La décision des autorités marocaines de suspendre les vols en direction de la France n’était donc pas imprevisible et ne constitue donc pas un cas de force majeure que la SARL NPO n’aurait pu prévoir.
La société NPO ayant cessé de remplir ses obligations à compter du 25 novembre 2021 au soir, le contrat est résilié à compter de cette date.
La SARL NPO sera donc condamnée à restituer à Monsieur [Y] la somme qu’il lui a versée sans contrepartie pour les 6 jours sur 8 pendant lesquels la SARL NPO n’a plus rempli ses obligations, soit la somme de 4 777, 50 euros.
Les frais de restauration et de bus ne sont pas justifiés.
Si Monsieur [Y] justifie de l’achat d’un billet d’avion pour la France le 26 novembre, d’un coût de 461 euros par personne, qu’il aurait du dans tous les cas débourser, il ressort en outre de la brochure de NPO concernant le protocole sanitaire, que les participants devaient posséder obligatoirement une assurance rapatriement.
Compte tenu de l’absence de démonstration d’un préjudice, Monsieur [Y] sera donc débouté de sa demande de dommages et intérêts.
Sur les autres demandes
Sur les dépens
Aux termes de l’article 696 du code de procédure civile, la partie perdante est condamnée aux dépens, à moins que le juge, par décision motivée, n’en mette la totalité ou une fraction à la charge d’une autre partie.

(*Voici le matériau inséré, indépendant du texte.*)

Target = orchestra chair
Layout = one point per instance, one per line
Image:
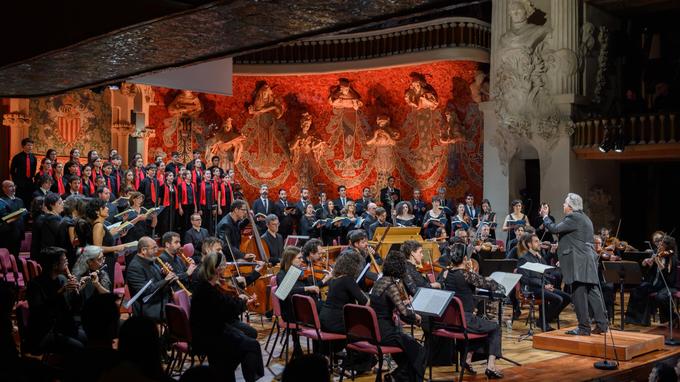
(183, 300)
(179, 331)
(278, 323)
(309, 326)
(453, 325)
(363, 335)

En l’espèce, la SARL NPO sera condamnée aux entiers dépens.
Sur les frais irrépétibles
Aux termes de l’article 700 du code de procédure civile, le juge condamne la partie tenue aux dépens ou, à défaut, la partie perdante, à payer à l’autre partie la somme qu’il détermine, au titre des frais exposés et non compris dans les dépens. Le juge tient compte de l’équité ou de la situation économique de la partie condamnée et peut, même d’office, pour des raisons tirées des mêmes considérations, dire qu’il n’y a pas lieu à cette condamnation.

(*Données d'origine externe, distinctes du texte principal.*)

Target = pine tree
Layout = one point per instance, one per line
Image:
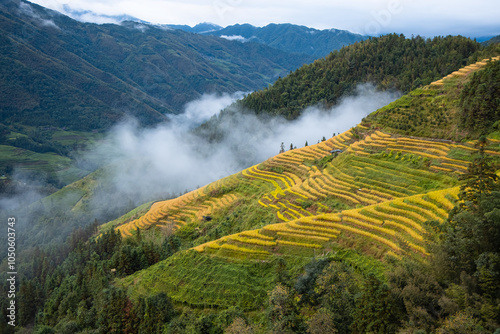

En l’espèce, la SARL NPO, partie tenue aux dépens, sera condamnée à payer à Monsieur [F] [Y] la somme de 1 000 euros au titre des frais irrépétibles.
Sur l’exécution provisoire
Il est rappelé qu’aux termes de l’article 514 du code de procédure civile, les décisions de première instance sont de droit exécutoires à titre provisoire, à moins que la loi ou la décision rendue n’en dispose autrement.
PAR CES MOTIFS
Le tribunal, statuant par jugement réputé contradictoire, mis à disposition au greffe, en premier ressort,
CONSTATE la résolution du contrat entre les parties à compter du 25 novembre 2021 ;
CONDAMNE la SARL NPO à restituer à Monsieur [F] [Y] la somme de 4 777, 50 euros ;
DEBOUTE Monsieur [F] [Y] de sa demande de dommages et intérêts ;
CONDAMNE la SARL NPO aux entiers dépens de la présente instance ;
CONDAMNE la SARL NPO à payer à Monsieur [F] [Y] la somme de 1 000 euros au titre des frais irrépétibles ;
DEBOUTE les parties de toutes autres demandes, plus amples ou contraires;
RAPPELLE qu’en application de l’article 514 du code de procédure civile, la présente décision est assortie de l’exécution provisoire.
Ainsi jugé et prononcé par mise à disposition au greffe les jour, mois et an ci-dessus indiqués.